Entre novembro de 2024 e outubro de 2025, a Kaspersky Security Network mostrou que 12,79% dos usuários do setor de telecomunicações enfrentaram ameaças na Web e 20,76% enfrentaram ameaças em dispositivos internos. No mesmo período, 9,86% das organizações de telecomunicações no mundo sofreram com ransomware.
Ao mesmo tempo, o setor de telecomunicações está passando de um rápido desenvolvimento tecnológico para uma implementação ampla — e o relatório argumenta que essa mudança cria novas oportunidades e novos riscos operacionais para 2026. A Kaspersky destaca três áreas onde transições tecnológicas podem causar disrupções se implementadas de forma desigual ou sem controles fortes: gestão de rede assistida por IA, onde a automação pode amplificar erros de configuração ou agir sobre dados enganosos; transições pós-criptografia quântica, onde a implementação apressada de abordagens híbridas e pós-quânticas pode causar problemas de interoperabilidade e desempenho em ambientes de TI, gestão e interconexão; e integração 5G para satélite (NTN), em que a expansão das áreas de serviço e dependências dos parceiros introduz novos pontos de integração e potenciais modos de falha.
“As ameaças que dominaram 2025 — campanhas APT, ataques na cadeia de suprimentos, enchentes DDoS — não vão desaparecer. Mas agora eles se cruzam com riscos operacionais da automação de IA, criptografia pronta para quântico e integração de satélites. As operadoras de telecomunicações precisam de visibilidade em ambas as dimensões: mantendo defesas fortes contra ameaças conhecidas enquanto incorporam segurança nessas novas tecnologias desde o primeiro dia. A chave é a inteligência contínua de ameaças que abrange do ponto final à borda e à órbita”, disse Leonid Bezvershenko, pesquisador sênior de Segurança da Kaspersky GReAT.

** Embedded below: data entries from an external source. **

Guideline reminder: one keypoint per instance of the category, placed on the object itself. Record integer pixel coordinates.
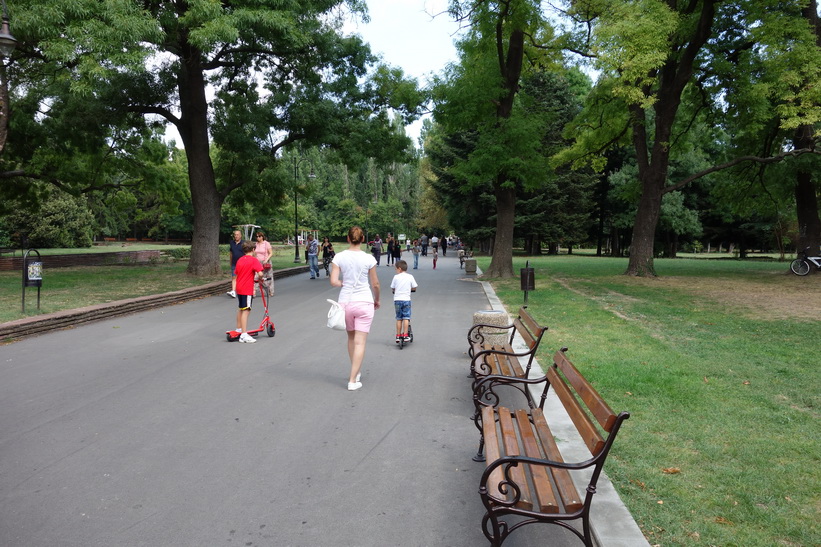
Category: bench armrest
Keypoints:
(485, 395)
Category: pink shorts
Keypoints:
(358, 316)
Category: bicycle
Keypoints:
(804, 263)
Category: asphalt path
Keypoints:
(153, 429)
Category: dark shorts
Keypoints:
(402, 308)
(244, 301)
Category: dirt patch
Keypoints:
(782, 296)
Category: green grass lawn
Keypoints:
(716, 362)
(70, 288)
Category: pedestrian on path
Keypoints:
(416, 250)
(312, 247)
(327, 255)
(235, 247)
(249, 271)
(402, 285)
(359, 296)
(376, 250)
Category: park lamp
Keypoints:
(311, 175)
(8, 43)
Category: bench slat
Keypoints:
(511, 444)
(504, 365)
(531, 323)
(564, 483)
(583, 424)
(539, 474)
(598, 407)
(492, 450)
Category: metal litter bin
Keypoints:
(470, 266)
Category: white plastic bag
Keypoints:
(336, 316)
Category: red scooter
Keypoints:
(266, 325)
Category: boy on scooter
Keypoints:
(249, 271)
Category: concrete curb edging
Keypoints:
(611, 521)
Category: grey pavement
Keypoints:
(152, 429)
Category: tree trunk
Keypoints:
(806, 204)
(644, 230)
(653, 163)
(205, 198)
(501, 265)
(806, 195)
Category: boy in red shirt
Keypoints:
(248, 271)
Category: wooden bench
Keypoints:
(526, 479)
(495, 364)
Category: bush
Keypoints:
(179, 252)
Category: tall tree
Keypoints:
(503, 39)
(650, 53)
(280, 73)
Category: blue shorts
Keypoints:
(244, 301)
(402, 308)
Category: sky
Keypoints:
(414, 35)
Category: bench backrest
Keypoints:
(527, 327)
(583, 403)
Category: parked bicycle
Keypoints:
(805, 263)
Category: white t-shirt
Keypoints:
(402, 285)
(354, 267)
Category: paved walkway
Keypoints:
(152, 429)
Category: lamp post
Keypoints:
(7, 45)
(297, 163)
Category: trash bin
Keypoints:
(470, 266)
(493, 317)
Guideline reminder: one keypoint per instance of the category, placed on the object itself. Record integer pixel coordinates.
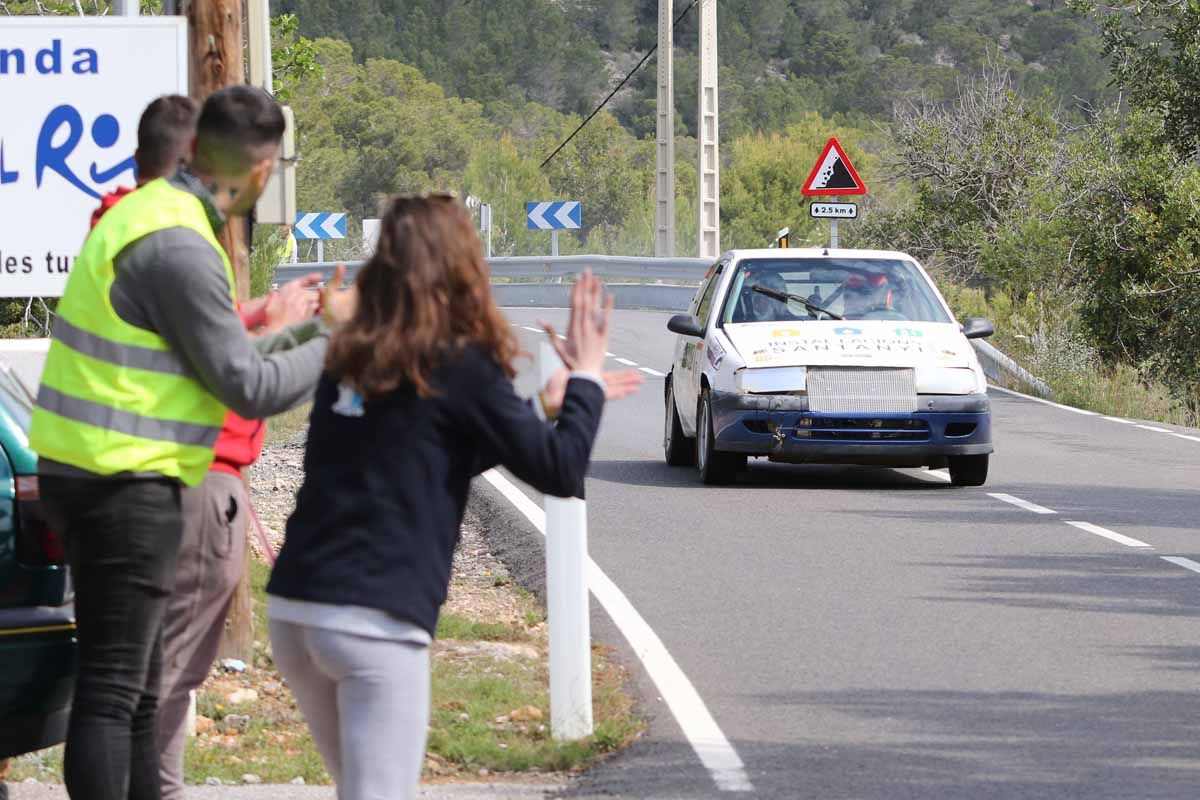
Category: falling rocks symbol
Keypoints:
(835, 175)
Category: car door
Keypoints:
(690, 352)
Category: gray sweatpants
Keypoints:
(211, 560)
(366, 702)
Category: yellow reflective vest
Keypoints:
(114, 397)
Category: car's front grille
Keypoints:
(862, 390)
(816, 428)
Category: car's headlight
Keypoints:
(771, 380)
(946, 380)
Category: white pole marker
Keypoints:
(567, 602)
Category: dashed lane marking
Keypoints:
(1187, 564)
(1121, 539)
(1021, 504)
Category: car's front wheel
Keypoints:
(969, 470)
(678, 449)
(715, 468)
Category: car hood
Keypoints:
(862, 343)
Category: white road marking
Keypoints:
(1086, 413)
(1187, 564)
(1021, 504)
(697, 723)
(1045, 402)
(1121, 539)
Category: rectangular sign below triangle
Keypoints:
(833, 174)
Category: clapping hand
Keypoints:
(293, 304)
(586, 346)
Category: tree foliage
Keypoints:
(1153, 47)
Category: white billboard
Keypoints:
(71, 92)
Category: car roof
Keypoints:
(817, 252)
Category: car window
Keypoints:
(706, 299)
(889, 289)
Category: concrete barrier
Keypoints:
(1003, 371)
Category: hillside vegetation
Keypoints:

Para reduzir riscos e fortalecer a resiliência, especialistas da Kaspersky recomendam:
– Acompanhe continuamente o cenário de APT e a infraestrutura relevante para telecomunicações. O Portal de Inteligência de Ameaças da Kaspersky ajuda a monitorar o contexto dos atores e da campanha, e a combinar essa inteligência com treinamentos regulares de conscientização em segurança para que os funcionários possam reconhecer atividades suspeitas e aplicar políticas de segurança de forma consistente.
– Trate a automação de redes impulsionada por IA como um programa de gestão de mudanças. Mantenha uma sobreposição humana para ações de alto impacto, implemente em etapas com caminhos claros de rollback e valide continuamente os sistemas de IA que alimentam os dados para que entradas barulhentas ou manipuladas não possam provocar mudanças “confiantemente erradas” em escala.
– Aumentar a prontidão DDoS como um problema de gerenciamento de capacidade. Valide mitigação a montante, proteja o roteamento de borda e monitore sinais de congestionamento que precedam o impacto do cliente. Use inteligência de ameaças para enriquecer indicadores e identificar a infraestrutura de botnet cedo.
– Implemente uma capacidade EDR como o Kaspersky Next EDR Expert para detectar ameaças avançadas precocemente, apoiar investigações rápidas e possibilitar contenção e remediação eficazes de incidentes.